North Texas Daily

Civil liberties passing sniff test

Civil liberties passing sniff test

March 27
22:10 2013

The Supreme Court made a pretty significant ruling this week. No, it wasn’t about gay marriage. They haven’t decided anything on that yet.

The court has however set a different precedent: Bringing drug-sniffing dogs to a property without a warrant constitutes an unlawful search, violating the Fourth Amendment.

Basically, what happened was Miami police received an anonymous tip that a home was being used to grow marijuana.

Police arrived with a drug-sniffing dog, who indicated there were drugs in the house, but only did so once he was right next to the front door. Based on this indication, the police got a search warrant.

But things got a lot more complicated once the suspect was taken to trial, when the evidence gained in the search was thrown out because police had conducted a Fourth Amendment-level search without a warrant using the dog’s sniffing power.

The idea behind the court’s ruling is that a person should be able to not be searched on their property. The property factor distinguishes this from other canine cases that have been ruled constitutional.

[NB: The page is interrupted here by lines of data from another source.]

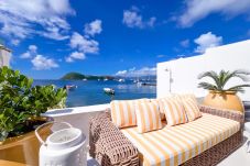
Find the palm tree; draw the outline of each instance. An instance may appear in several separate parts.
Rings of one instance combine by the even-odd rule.
[[[225,86],[228,82],[228,80],[233,77],[240,78],[243,81],[249,81],[249,77],[248,77],[249,75],[250,75],[249,71],[242,70],[242,69],[238,69],[238,70],[233,70],[233,71],[220,70],[219,74],[217,74],[213,70],[205,71],[198,76],[198,79],[202,79],[204,77],[209,77],[214,80],[214,84],[203,81],[203,82],[198,84],[198,88],[216,90],[216,91],[221,91],[221,92],[224,92],[224,91],[244,92],[243,88],[250,87],[250,85],[248,85],[248,84],[238,85],[238,86],[233,86],[233,87],[230,87],[227,89],[225,88]]]

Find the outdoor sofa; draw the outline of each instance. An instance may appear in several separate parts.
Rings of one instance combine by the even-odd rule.
[[[110,110],[90,119],[90,156],[104,166],[216,165],[243,141],[243,114],[198,106],[202,117],[188,123],[138,133],[119,129]]]

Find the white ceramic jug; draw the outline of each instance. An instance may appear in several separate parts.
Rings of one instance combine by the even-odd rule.
[[[69,128],[53,132],[44,142],[39,130],[52,123],[64,123]],[[86,166],[86,136],[79,129],[67,122],[47,122],[35,130],[35,135],[42,143],[40,147],[40,166]]]

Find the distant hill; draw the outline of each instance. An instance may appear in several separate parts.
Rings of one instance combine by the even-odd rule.
[[[68,73],[64,75],[61,79],[64,80],[83,80],[83,79],[88,79],[88,80],[97,80],[97,79],[115,79],[112,76],[91,76],[91,75],[83,75],[79,73]]]

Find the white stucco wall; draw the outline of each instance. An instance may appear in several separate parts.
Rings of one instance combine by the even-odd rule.
[[[250,40],[208,48],[205,54],[194,57],[180,58],[157,64],[157,98],[170,92],[170,71],[172,73],[172,92],[194,92],[197,97],[206,96],[207,91],[197,88],[200,80],[197,76],[207,70],[219,71],[247,69],[250,71]],[[204,79],[205,80],[205,79]],[[232,79],[228,86],[242,81]],[[242,100],[250,100],[250,88],[239,93]]]
[[[0,44],[0,67],[10,66],[11,52]]]

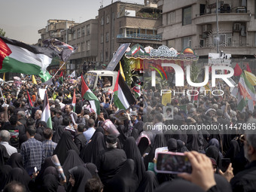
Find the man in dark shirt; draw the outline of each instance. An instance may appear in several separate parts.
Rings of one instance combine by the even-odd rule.
[[[256,191],[256,135],[247,133],[241,137],[245,157],[250,162],[245,170],[238,172],[230,184],[233,192]]]
[[[29,140],[23,142],[20,147],[20,154],[23,156],[23,162],[25,169],[31,175],[34,168],[41,169],[43,156],[43,145],[41,142],[36,140],[34,136],[35,129],[34,126],[29,126],[26,130],[26,135]]]
[[[106,184],[118,172],[126,160],[123,150],[117,148],[117,138],[108,135],[106,141],[107,149],[99,154],[96,166],[99,175],[104,184]]]
[[[84,131],[85,131],[84,127],[85,127],[84,123],[80,123],[78,126],[78,134],[75,136],[74,139],[74,142],[78,146],[78,148],[79,149],[80,151],[87,144],[87,139],[83,134]]]

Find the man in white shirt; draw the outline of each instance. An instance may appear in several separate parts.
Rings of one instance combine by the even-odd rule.
[[[7,152],[11,156],[14,153],[17,153],[16,148],[14,148],[13,146],[10,145],[8,142],[11,139],[10,133],[8,130],[2,130],[0,132],[0,139],[2,145],[4,145],[6,148]]]
[[[86,130],[85,132],[84,132],[84,136],[85,136],[87,142],[89,142],[90,139],[92,138],[93,135],[94,134],[95,132],[95,129],[94,129],[94,126],[95,126],[95,122],[94,120],[93,119],[90,119],[88,120],[88,126],[89,128],[87,129],[87,130]]]

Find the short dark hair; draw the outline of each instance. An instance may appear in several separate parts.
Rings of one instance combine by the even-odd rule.
[[[50,112],[53,112],[53,114],[56,114],[57,113],[56,108],[50,108]]]
[[[12,181],[5,185],[4,192],[26,192],[25,186],[16,181]]]
[[[17,115],[14,114],[11,116],[10,120],[9,120],[11,125],[16,125],[17,121],[18,121],[18,118]]]
[[[166,111],[170,111],[170,112],[172,112],[172,109],[171,108],[167,108],[167,109],[166,109]]]
[[[94,120],[90,119],[90,120],[88,120],[88,126],[89,126],[89,127],[94,126],[94,125],[95,125],[95,121],[94,121]]]
[[[87,180],[84,191],[88,192],[101,192],[104,185],[99,178],[92,178]]]
[[[35,123],[35,120],[32,119],[32,117],[28,118],[26,120],[26,126],[34,125]]]
[[[46,139],[49,139],[53,136],[52,129],[47,127],[44,129],[43,136]]]
[[[36,131],[35,126],[31,125],[26,127],[26,132],[29,133],[30,136],[34,136]]]
[[[78,126],[78,132],[84,132],[84,129],[85,127],[85,124],[84,123],[79,123]]]
[[[69,117],[65,117],[62,120],[62,123],[64,126],[68,126],[69,125],[71,120],[70,118]]]

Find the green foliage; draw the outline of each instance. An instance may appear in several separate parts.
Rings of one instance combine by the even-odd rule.
[[[201,73],[201,69],[197,66],[197,62],[194,62],[190,66],[190,79],[194,83],[198,82],[198,76]]]
[[[133,77],[137,77],[138,78],[138,75],[136,74],[136,71],[132,70],[131,69],[131,65],[133,64],[133,62],[135,62],[134,59],[127,59],[126,57],[123,56],[123,60],[124,62],[124,65],[122,65],[123,67],[123,74],[125,76],[125,79],[126,81],[126,84],[128,86],[131,86],[133,79]]]
[[[4,31],[3,29],[0,28],[0,36],[5,37],[5,32]]]

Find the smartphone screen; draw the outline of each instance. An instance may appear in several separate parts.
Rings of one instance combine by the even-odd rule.
[[[182,153],[164,152],[157,154],[157,172],[177,174],[192,172],[191,163]]]
[[[230,163],[231,161],[230,158],[221,159],[221,171],[223,172],[227,171],[228,166],[230,165]]]

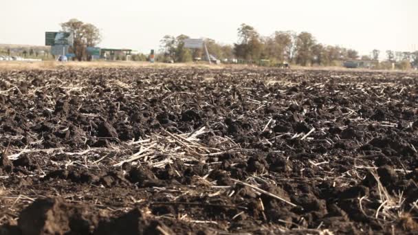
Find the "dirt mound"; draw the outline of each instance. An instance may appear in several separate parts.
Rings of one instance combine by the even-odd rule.
[[[0,234],[414,234],[418,76],[404,77],[0,72]]]

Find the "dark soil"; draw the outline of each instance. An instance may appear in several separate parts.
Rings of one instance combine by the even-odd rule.
[[[417,74],[0,78],[0,234],[418,233]]]

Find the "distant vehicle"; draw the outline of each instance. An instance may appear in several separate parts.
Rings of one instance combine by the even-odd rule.
[[[65,56],[59,56],[57,60],[60,62],[67,62],[68,61],[68,58]]]

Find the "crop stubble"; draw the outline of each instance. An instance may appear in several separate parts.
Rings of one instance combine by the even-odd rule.
[[[0,234],[418,230],[417,74],[0,78]]]

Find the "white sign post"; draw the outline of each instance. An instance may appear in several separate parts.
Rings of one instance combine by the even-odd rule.
[[[206,47],[206,44],[203,39],[186,38],[183,41],[183,43],[184,43],[184,47],[186,48],[202,49],[204,47],[205,52],[206,52],[206,56],[208,56],[208,60],[209,61],[209,64],[211,64],[209,52],[208,52],[208,47]]]

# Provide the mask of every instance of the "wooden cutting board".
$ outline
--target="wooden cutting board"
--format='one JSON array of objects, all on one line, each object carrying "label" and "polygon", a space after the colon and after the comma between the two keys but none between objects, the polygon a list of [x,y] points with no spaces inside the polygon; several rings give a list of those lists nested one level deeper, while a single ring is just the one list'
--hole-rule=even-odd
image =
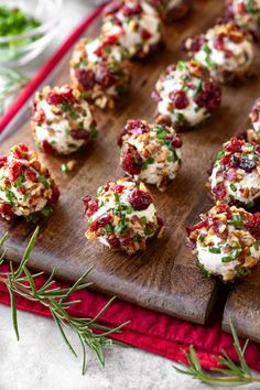
[{"label": "wooden cutting board", "polygon": [[[221,2],[214,0],[194,2],[193,13],[183,21],[169,26],[165,32],[166,47],[144,63],[133,66],[131,91],[121,99],[113,112],[97,112],[100,136],[86,152],[75,156],[77,165],[69,174],[61,172],[66,159],[40,155],[53,172],[62,191],[54,214],[42,223],[41,235],[32,253],[30,264],[57,277],[74,281],[88,267],[94,266],[91,280],[96,289],[109,295],[164,312],[174,316],[204,324],[221,293],[216,280],[208,280],[195,268],[194,258],[185,247],[184,227],[194,224],[201,213],[212,206],[205,189],[207,169],[221,143],[237,129],[247,126],[247,115],[260,90],[259,79],[249,80],[238,89],[225,88],[223,106],[214,118],[203,127],[184,134],[183,166],[177,178],[166,193],[151,191],[159,215],[165,221],[165,235],[153,240],[144,253],[128,257],[115,253],[98,242],[88,242],[85,237],[86,220],[82,197],[95,195],[96,188],[108,178],[120,177],[117,136],[127,119],[143,118],[153,121],[155,104],[150,98],[153,86],[166,65],[185,59],[181,50],[184,37],[209,28],[221,15]],[[99,32],[99,22],[87,35]],[[257,58],[259,66],[260,56]],[[66,64],[54,84],[68,83]],[[17,131],[6,137],[0,152],[18,142],[33,148],[30,123],[21,123]],[[0,234],[10,231],[8,256],[19,261],[34,229],[22,220],[0,221]]]}]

The Fourth Amendment protects us, our houses and our things from unreasonable search unless there is probable cause.

A drug dog search is not an unreasonable search when they are searching luggage and cars, but when they sniff your property, it’s suddenly an invasion of privacy and you need probable cause to do that. That being said, a drug dog’s alert is sufficient evidence of probable cause.

So a drug dog can establish probable cause for search and seizure, but when it comes to property, you need probable cause to use it because property is protected under the Fourth Amendment.

But you don’t need probable cause to use it on luggage and cars, despite personal effects being protected under the same amendment.

Make sense?

The Supreme Court has really contradicted itself here, and in this case that’s a very good thing.

A domestic dog’s sense of smell is basically localized omniscience. According to a “Nova” article on the topic, expanding a human’s olfactory capacity to that of a dog would be like expanding our vision from three or four miles to 3,000 miles. If a dog could speak, they’d be able to tell you how much of a given substance is present in whatever they happen to be sniffing and exactly where it is.

For some reason, this incredible and inherent insight isn’t thought of as an “unreasonable search,” but the fact of the matter is that police dogs put citizens completely at the mercy of overbearing law enforcement. The Fourth Amendment is designed to prevent that.

Hopefully, the Supreme Court is beginning to realize that giving police that kind of power is something they’re supposed to be opposed to.